All of a sudden, we find ourselves in a situation where a meaningful "product" exists. We can even "divide", because given $a \mid c$, we can recover $b := \dfrac c a$ as the coproduct over those $d$ such that $a \otimes d \mid c$. Naturally, then, $a \otimes b = c$.

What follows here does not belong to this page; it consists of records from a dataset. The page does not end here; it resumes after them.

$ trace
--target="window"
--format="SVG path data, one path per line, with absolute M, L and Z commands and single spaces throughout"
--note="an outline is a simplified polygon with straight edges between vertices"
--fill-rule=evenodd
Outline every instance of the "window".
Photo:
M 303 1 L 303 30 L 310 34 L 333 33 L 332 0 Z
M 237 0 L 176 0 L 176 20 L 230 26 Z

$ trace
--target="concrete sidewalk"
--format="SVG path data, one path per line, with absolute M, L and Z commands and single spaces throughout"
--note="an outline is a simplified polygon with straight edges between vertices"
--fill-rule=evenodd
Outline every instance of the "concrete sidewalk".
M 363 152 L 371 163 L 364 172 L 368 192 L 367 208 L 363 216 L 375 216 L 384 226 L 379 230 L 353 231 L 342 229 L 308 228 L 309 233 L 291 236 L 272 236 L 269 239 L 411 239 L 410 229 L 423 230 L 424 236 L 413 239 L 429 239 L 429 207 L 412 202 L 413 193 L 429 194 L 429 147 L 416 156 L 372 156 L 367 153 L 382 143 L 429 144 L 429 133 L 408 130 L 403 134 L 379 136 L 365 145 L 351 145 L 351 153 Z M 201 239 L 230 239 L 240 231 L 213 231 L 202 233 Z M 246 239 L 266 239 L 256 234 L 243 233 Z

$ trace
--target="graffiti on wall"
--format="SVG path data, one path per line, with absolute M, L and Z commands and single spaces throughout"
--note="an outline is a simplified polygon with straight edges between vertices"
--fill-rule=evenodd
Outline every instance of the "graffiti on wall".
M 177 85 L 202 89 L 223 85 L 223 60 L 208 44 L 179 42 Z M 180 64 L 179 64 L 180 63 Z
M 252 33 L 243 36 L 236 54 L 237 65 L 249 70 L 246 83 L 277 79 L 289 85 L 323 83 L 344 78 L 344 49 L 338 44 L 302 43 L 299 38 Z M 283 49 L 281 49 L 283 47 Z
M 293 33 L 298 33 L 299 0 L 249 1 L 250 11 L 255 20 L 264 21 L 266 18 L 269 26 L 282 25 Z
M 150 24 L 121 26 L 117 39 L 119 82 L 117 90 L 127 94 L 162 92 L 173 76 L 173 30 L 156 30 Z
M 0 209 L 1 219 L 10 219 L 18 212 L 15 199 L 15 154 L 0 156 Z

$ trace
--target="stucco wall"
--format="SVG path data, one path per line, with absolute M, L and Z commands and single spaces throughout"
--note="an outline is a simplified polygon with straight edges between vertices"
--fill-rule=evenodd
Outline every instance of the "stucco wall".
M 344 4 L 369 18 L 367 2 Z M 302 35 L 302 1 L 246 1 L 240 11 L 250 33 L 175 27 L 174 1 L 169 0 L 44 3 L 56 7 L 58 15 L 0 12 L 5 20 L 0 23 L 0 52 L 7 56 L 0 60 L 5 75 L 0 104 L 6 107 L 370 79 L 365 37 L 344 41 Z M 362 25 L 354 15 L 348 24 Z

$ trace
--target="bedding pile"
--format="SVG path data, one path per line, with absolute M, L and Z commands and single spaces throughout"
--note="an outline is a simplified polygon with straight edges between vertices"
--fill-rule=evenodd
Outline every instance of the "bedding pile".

In standard categorical notation, we can then write the desired identity as: $$a \otimes b = (a + b) \otimes (a \times b)$$

Answer 2

In fact, every partially ordered set can be viewed as a category in the way you describe; your example is obtained by applying this construction to the poset $(\mathbb{Z}_{\geq 1},\mid)$. This process always turns meets into products and joins into coproducts. So your observations are essentially the fact that $\mathrm{gcd}$ is the meet in $(\mathbb{Z}_{\geq 1},\mid)$ and $\mathrm{lcm}$ is the join.

As far as I can tell, there's no truly sensible way to recover the multiplicative structure of $\mathbb{Z}_{\geq 1}$ from the poset $(\mathbb{Z}_{\geq 1},\mid)$ alone. The problem is that there are certain distinguished chains in $(\mathbb{Z}_{\geq 1},\mid),$ namely those of the form $\{n^k \mid k \in \mathbb{Z}_{\geq 0}\}.$ Speaking vaguely: if you know these, there's a sensible way to recover the multiplicative structure. But the poset $(\mathbb{Z}_{\geq 1},\mid)$ alone doesn't "know" these.

Note that, if we identify each element of $\mathbb{Z}_{\geq 1}$ with its multiset of prime factors, then the identity you're interested in becomes:

$$A+B = (A \cup B) + (A \cap B)$$

(in multiset notation), which makes it really obvious why its true!